I have a script that shows several images in matplotlib:
i = cv2.imread(sys.argv[1])
def cv2np(img):
b, g, r = cv2.split(img)
imn = cv2.merge([r,g,b])
return imn
img = cv2np(i)
igg = cv2.cvtColor(img, cv2.COLOR_RGB2GRAY)

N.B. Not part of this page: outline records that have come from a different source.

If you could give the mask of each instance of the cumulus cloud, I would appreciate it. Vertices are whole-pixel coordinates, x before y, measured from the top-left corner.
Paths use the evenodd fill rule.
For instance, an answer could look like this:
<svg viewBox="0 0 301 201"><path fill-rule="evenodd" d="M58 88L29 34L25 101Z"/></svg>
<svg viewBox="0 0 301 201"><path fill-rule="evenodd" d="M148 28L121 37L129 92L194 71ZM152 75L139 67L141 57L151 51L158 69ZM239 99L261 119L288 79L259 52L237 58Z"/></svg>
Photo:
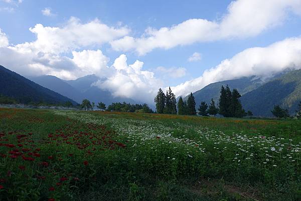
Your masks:
<svg viewBox="0 0 301 201"><path fill-rule="evenodd" d="M3 33L0 29L0 48L9 45L9 40L5 33Z"/></svg>
<svg viewBox="0 0 301 201"><path fill-rule="evenodd" d="M301 68L301 37L285 39L266 47L249 48L205 71L196 79L172 87L177 96L185 96L216 82L244 76L272 76L287 68Z"/></svg>
<svg viewBox="0 0 301 201"><path fill-rule="evenodd" d="M143 62L137 60L128 65L127 59L125 55L121 55L110 67L112 75L104 82L100 80L94 85L110 91L115 96L153 103L154 97L163 83L155 77L154 73L142 70Z"/></svg>
<svg viewBox="0 0 301 201"><path fill-rule="evenodd" d="M164 77L170 77L173 78L179 78L185 76L186 75L186 69L183 67L171 67L166 68L163 66L159 66L156 69L156 71Z"/></svg>
<svg viewBox="0 0 301 201"><path fill-rule="evenodd" d="M188 61L190 62L200 61L202 59L202 55L198 52L195 52L188 58Z"/></svg>
<svg viewBox="0 0 301 201"><path fill-rule="evenodd" d="M113 50L143 55L156 48L256 36L281 24L288 14L301 14L301 0L237 0L220 20L194 19L171 27L149 28L140 38L126 36L112 41Z"/></svg>
<svg viewBox="0 0 301 201"><path fill-rule="evenodd" d="M99 46L129 32L126 27L110 27L97 19L82 24L74 17L71 17L62 27L44 27L38 24L29 30L36 34L37 40L33 42L19 44L17 46L18 48L54 54Z"/></svg>
<svg viewBox="0 0 301 201"><path fill-rule="evenodd" d="M42 14L45 16L54 16L55 15L51 13L51 9L50 8L45 8L42 11L41 11Z"/></svg>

imb = cv2.GaussianBlur(igg,(7,7),0)
LoG = nd.gaussian_laplace(imb, 2)
f0 = plt.figure()
ax0 = f0.add_subplot(111)
ax0.imshow(i)
ax0.set_title('Raw Image')
f1 = plt.figure()
ax1 = f1.add_subplot(111)
ax1.imshow(img)
ax1.set_title('Image')
f1_5 = plt.figure()
ax1_5 = f1_5.add_subplot(111)
ax1_5.imshow(igg)
ax1_5.set_title('Grey')
f2 = plt.figure()
ax2 = f2.add_subplot(111)
ax2.imshow(imb)
ax2.set_title('Blur')
f3 = plt.figure()
ax3 = f3.add_subplot(111)
ax3.imshow(LoG)
ax3.set_title('LoG')
plt.show()
But the issue is with figure 1_5 Grey
. At first, I was having an issue with the RGB/BGR opencv/numpy disparity, that I fixed with the cv2np
function. But even though Image
is the correct color, Grey
is still the jet colormap:
I don't see how this is happening: I ran the function to turn the image black-and-white:
igg = cv2.cvtColor(img, cv2.COLOR_RGB2GRAY)

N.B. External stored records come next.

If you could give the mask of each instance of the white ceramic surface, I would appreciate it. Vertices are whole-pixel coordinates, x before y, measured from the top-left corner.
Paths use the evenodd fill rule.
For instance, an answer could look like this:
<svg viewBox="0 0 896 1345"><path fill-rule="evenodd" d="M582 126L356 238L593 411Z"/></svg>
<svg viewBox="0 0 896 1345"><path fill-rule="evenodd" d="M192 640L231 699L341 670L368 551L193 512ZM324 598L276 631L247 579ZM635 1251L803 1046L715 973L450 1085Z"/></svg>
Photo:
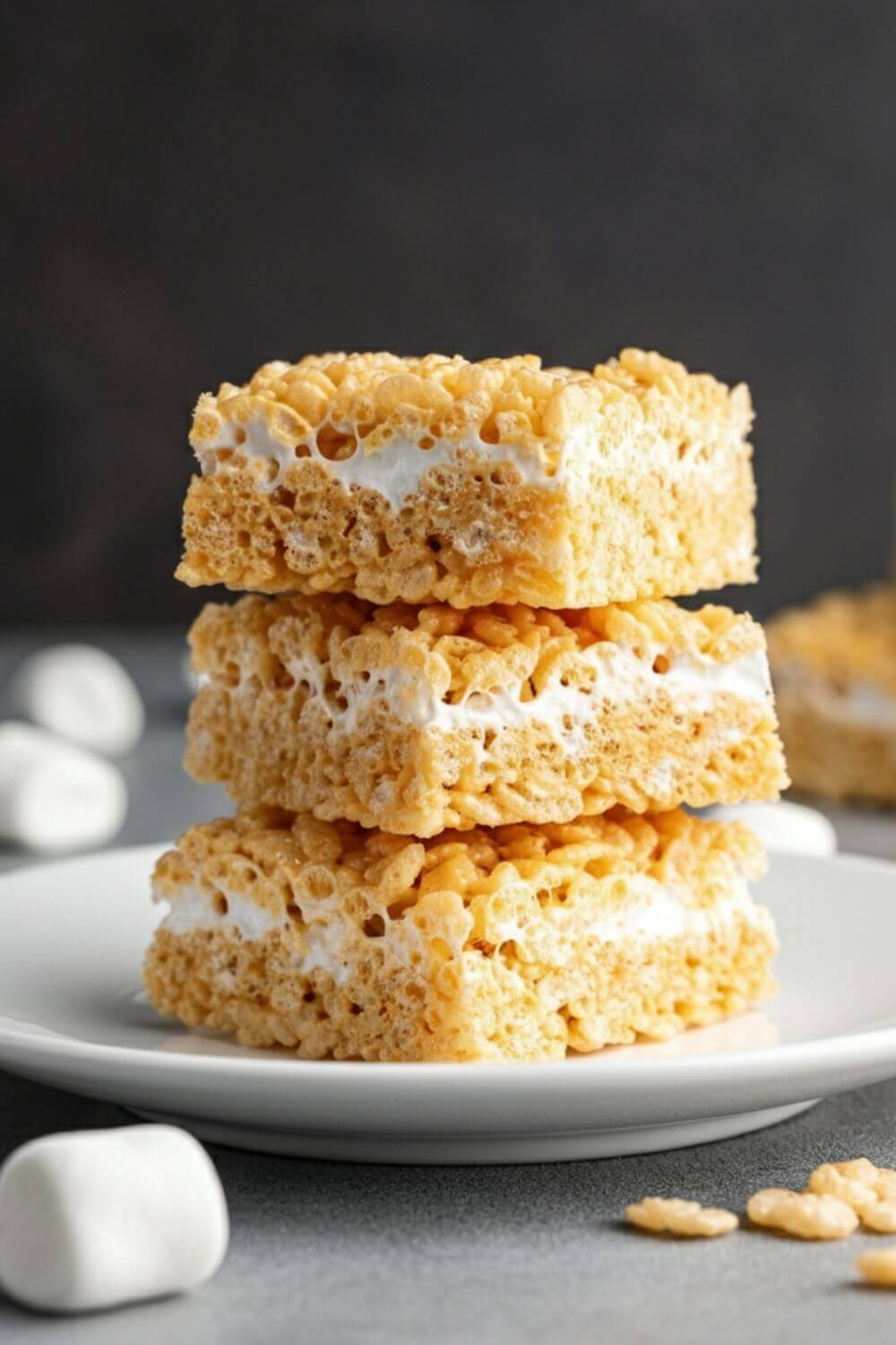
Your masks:
<svg viewBox="0 0 896 1345"><path fill-rule="evenodd" d="M896 866L776 854L763 1010L533 1065L298 1061L160 1020L140 964L159 847L0 878L0 1065L206 1139L377 1162L539 1162L672 1149L896 1075Z"/></svg>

there shouldn't be any colors left, so why is is jet? And when I try to run the function a second time (ax1_5.imshow(cv2np(igg))
), it gives me an error:
Traceback (most recent call last):
File "LaplacianOfGaussian--01-1.py", line 35, in <module>
ax1_5.imshow(cv2np(igg))
File "LaplacianOfGaussian--01-1.py", line 13, in cv2np
b, g, r = cv2.split(img)
ValueError: need more than 1 value to unpack
##########################################################################/
So finally, I assumed that I had done something completely wrong, and so I wrote a completely new script from scratch to figure out the problem:
img = cv2.imread(sys.argv[1])
def cv2np(img):
b, g, r = cv2.split(img)
imn = cv2.merge([r,g,b])
return imn
a = cv2np(img)
b = cv2.cvtColor(img, cv2.COLOR_RGB2GRAY)
c = cv2.cvtColor(img, cv2.COLOR_BGR2GRAY)

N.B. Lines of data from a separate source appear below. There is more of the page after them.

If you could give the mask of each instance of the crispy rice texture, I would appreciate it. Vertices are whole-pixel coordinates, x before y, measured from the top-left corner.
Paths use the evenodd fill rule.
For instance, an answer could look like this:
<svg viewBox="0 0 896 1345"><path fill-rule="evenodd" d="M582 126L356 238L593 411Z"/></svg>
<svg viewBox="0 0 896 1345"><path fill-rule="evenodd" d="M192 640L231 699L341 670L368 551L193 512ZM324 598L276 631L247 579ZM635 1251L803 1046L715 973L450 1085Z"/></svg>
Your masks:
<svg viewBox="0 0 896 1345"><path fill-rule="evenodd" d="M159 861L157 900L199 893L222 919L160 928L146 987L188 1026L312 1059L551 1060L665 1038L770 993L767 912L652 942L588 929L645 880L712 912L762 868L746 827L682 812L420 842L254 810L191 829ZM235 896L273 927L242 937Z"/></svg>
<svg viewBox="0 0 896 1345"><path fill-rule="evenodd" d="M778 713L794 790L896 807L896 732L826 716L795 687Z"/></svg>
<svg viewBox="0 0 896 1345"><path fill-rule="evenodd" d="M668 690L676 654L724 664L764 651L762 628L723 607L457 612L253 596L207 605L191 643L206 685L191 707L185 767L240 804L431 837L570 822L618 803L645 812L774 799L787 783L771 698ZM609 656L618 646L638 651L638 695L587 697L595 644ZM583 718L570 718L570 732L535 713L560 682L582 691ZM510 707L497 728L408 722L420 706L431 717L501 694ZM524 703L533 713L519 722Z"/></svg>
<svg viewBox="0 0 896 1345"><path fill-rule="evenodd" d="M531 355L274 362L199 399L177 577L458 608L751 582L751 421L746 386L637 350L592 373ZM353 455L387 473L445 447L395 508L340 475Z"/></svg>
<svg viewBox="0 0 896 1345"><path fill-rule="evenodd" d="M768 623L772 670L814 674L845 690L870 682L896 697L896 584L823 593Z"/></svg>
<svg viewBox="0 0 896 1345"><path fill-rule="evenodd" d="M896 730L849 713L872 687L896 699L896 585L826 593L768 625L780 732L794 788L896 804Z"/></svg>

d = cv2.cvtColor(a, cv2.COLOR_RGB2GRAY)
f0 = plt.figure()
ax0 = f0.add_subplot(111)
ax0.imshow(img)
ax0.set_title('Raw Image')
f1 = plt.figure()
ax1 = f1.add_subplot(111)
ax1.imshow(a)
ax1.set_title('A')
f2 = plt.figure()
ax2 = f2.add_subplot(111)
ax2.imshow(b)
ax2.set_title('B')
f3 = plt.figure()
ax3 = f3.add_subplot(111)
ax3.imshow(c)
ax3.set_title('C')
f4 = plt.figure()
ax4 = f4.add_subplot(111)
ax4.imshow(c)
ax4.set_title('D')
plt.show()
And now, for some reason, every single one of those images is jet:
I don't understand: Where is the jet color coming from? All of the image cells should be either 0 or 255. Can someone explain this?